Wisconsin makes good on Minnesota tax debtWisconsin paid off its $60 million debt owed to Minnesota under the former tax reciprocity agreement between the states, Gov. Scott Walker announced today.
By: Shelley Nelson, Superior Telegram
Wisconsin paid off its $60 million debt owed to Minnesota under the former tax reciprocity agreement between the states, Gov. Scott Walker announced today.
The debt was left unpaid by the previous Wisconsin administration after former Minnesota Gov. Tim Pawlenty ended the agreement in 2009.
The agreement had allowed workers living in one state and working in the other to pay income taxes to their home state, saving taxpayers the burden of filing two tax state returns.
“It was a huge disappointment for both Minnesota and Wisconsin taxpayers when former Minnesota Gov. Pawlenty ended reciprocity last year,” said Sen.
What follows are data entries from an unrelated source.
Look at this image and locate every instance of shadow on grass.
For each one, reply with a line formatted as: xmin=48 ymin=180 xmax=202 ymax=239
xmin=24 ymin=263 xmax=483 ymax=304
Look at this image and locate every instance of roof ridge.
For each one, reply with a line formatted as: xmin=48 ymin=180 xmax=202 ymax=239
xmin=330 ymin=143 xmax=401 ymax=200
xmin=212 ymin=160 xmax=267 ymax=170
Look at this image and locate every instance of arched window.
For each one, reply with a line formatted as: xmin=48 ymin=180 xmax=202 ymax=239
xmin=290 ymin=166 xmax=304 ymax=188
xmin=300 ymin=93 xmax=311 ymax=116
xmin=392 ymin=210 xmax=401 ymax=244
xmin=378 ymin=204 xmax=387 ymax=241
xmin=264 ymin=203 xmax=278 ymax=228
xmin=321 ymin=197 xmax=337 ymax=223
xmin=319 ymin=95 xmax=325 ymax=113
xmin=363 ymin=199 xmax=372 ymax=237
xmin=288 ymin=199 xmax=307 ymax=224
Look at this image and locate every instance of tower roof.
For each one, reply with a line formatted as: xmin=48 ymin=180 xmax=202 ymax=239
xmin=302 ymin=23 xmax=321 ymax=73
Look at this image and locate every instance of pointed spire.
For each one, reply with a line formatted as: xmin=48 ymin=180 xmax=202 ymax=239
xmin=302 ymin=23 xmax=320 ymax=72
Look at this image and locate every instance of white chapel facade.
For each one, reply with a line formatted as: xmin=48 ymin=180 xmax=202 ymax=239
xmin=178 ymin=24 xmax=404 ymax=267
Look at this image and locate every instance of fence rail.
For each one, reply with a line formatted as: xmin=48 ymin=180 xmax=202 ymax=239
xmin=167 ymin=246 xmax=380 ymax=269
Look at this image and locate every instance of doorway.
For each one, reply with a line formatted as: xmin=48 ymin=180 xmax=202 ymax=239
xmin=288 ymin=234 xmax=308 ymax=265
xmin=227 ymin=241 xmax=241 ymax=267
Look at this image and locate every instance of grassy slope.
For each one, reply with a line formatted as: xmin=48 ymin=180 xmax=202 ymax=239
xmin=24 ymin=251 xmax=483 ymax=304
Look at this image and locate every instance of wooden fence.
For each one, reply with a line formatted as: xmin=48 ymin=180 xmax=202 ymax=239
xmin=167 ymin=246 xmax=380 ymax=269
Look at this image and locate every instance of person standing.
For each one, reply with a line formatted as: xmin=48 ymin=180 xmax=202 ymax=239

Bob Jauch, D-Poplar, a longtime advocate for maintaining the agreement. “I’m delighted that Gov. (Mark) Dayton is reaching out to Gov. Walker to re-establish tax reciprocity between the two states, something that has served both states well through the years.”
The money, which was due Dec. 1, is the final payment owed through the former income tax reciprocity agreement.
Jauch said he appreciated Dayton’s understanding of the important of the agreement for taxpayers in both states.
Since January 2010, when the 32-year agreement officially ended, workers living in one state and working in the other have been required to pay taxes to the state where they work. That means filing tax returns in two states instead of one.
If a new agreement is in place individuals will not have to file tax returns in two states, the governor said in a prepared statement.
“Three weeks ago I spoke directly with him and he is sincerely enthusiastic about having a new agreement in place once Wisconsin has paid Minnesota the money due them since January,” Jauch said.
“We want to make life easier for taxpayers and pay our bills,” Walker said. “With this payment we can continue talking with our Minnesota neighbors about restoring our reciprocity agreement. Renewing a reciprocity agreement will ease tax-filing for over 55,000 Wisconsinites and 20,000 Minnesotans.”
It’s an effort that has garnered strong support from senators representing residents on Wisconsin’s western border including Jauch, Sheila Harsdorf, R-River Falls, and Dan Kapanke, R-La Crosse as well as Assembly representatives in the region.
“In my very first conversation with Gov. Walker following his inauguration, I expressed concern about the lack of payment to Minnesota,” said Rep. Nick Milroy, D-South. Range. “In January of this year, I wrote the governor asking that he work with the state of Minnesota to reinstate the reciprocity agreement. I also met with legislative members on both sides of the aisle to encourage them to make it a budget priority to pay the debt owed so we could move forward with reciprocity negotiations.”
Wisconsin owed Minnesota $58.7 million, accruing interest of more than $4,000 daily after the due date; it should have been paid long ago, Milroy said.
“Now it’s time to move forward to reinstate the income tax reciprocity agreement,” Milroy said. “Wisconsin citizens that work in Minnesota should not be burdened with additional tax filing requirements that ultimately cost them time and money.”
In March, State Rep. Greg Davids, R-Preston, of southeast Minnesota and chairman of the Minnesota taxes committee, introduced a bill to restore the tax reciprocity agreement. The bill, which would require the Minnesota governor to get legislative approval before ending any future tax reciprocity agreements with Wisconsin, passed at the committee level with an amendment for a benchmark study of tax reciprocity. The study would look at the number of residents of each state with earnings in the other; income earned by residents; and the amount of money lost or gained if the agreement is reinstated. Study results are due to the Minnesota Legislature by March 1, 2013.
The study was included in the Minnesota Omnibus Bill.
Today’s payment paves the way for further talks over a new agreement, Walker said.
With the outstanding bill paid, the two states are now able to work on a new agreement that will benefit individual taxpayers and small businesses, Walker said. If a new agreement is in place individuals will not have to file tax returns in two states, the governor said.